The equation is a special form of a Sylvester equation. Using vectorization operation, the equation $$ AX-XA=0 $$ is equivalent to $$ (I\otimes A - A^T\otimes I)vec(X)=0. $$ Denote the eigenvalues of $A\in \mathbb C^{n,n}$ by $\lambda_1\dots \lambda_n$. Then the matrix $I\otimes A - A^T\otimes I$ has eigenvalues $\lambda_{ij} = \lambda_i - \lambda_j$, $i,j=1\dots n$.

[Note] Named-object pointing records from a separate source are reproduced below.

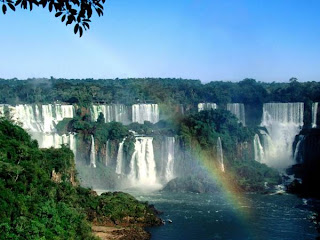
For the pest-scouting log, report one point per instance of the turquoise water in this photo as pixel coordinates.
(211, 216)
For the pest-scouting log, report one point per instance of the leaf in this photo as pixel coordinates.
(18, 2)
(89, 11)
(69, 20)
(50, 6)
(11, 6)
(58, 14)
(4, 9)
(76, 27)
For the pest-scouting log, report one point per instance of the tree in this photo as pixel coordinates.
(74, 12)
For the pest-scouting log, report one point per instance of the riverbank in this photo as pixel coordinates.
(120, 233)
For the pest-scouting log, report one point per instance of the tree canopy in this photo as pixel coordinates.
(74, 12)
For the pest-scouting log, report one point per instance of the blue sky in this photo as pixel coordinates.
(269, 40)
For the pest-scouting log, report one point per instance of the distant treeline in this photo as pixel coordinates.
(154, 90)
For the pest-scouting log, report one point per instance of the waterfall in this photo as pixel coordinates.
(283, 122)
(314, 114)
(142, 164)
(2, 110)
(92, 153)
(297, 152)
(48, 140)
(107, 153)
(220, 154)
(41, 119)
(119, 166)
(206, 106)
(63, 111)
(258, 149)
(238, 110)
(145, 112)
(168, 158)
(113, 112)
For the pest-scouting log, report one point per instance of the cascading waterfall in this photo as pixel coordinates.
(258, 149)
(283, 122)
(238, 110)
(206, 106)
(297, 151)
(2, 110)
(142, 164)
(169, 158)
(314, 114)
(145, 112)
(41, 119)
(119, 166)
(220, 154)
(92, 153)
(107, 153)
(113, 112)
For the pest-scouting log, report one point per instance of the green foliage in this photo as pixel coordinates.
(168, 92)
(77, 13)
(33, 206)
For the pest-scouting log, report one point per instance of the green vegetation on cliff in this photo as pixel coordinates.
(40, 197)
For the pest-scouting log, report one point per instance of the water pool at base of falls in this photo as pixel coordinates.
(213, 216)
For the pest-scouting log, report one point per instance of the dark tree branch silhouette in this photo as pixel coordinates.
(74, 12)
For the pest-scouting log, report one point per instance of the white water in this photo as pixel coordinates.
(296, 155)
(41, 118)
(169, 158)
(92, 153)
(119, 166)
(145, 112)
(113, 112)
(258, 149)
(107, 153)
(283, 122)
(1, 110)
(314, 114)
(206, 106)
(220, 154)
(238, 110)
(142, 165)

Thus, the dimension of the null space of $f$ depends on the spectrum of $A$. The dimension of the null space is at least $n$, which appears if the eigenvalues of $A$ are distinct. On the other extreme, the dimension of the null space is $n^2$ if $A$ is a multiple of the identity.

Answer 3

I just read this file; here the Kronecker product is useless. Indeed $rank(f)=n^2-dim(C(A))$ where $C(A)$ is the commutant of $A$. According to the Jordan decomposition theory, it suffices to obtain $dim(C(A))$ when $A$ is nilpotent. Thus, let $n_0=0,n_k= dim(ker(A^k))$. It is well-known that $dim(C(A))=\sum_{k\geq 0}(n_{k+1}-n_k)^2$. In particular, $dim(C(A))$ is a sum of squares ${m_k}^2$ s.t. $\sum_km_k=n$. Conversely, if we give such a sequence, then there is an associated matrix $A$.

$rank(f)$ has a geometric sense: let $V$ be the algebraic variety of matrices that are similar to $A$; then the elements of $V$ depend on $rank(f)$ free parameters.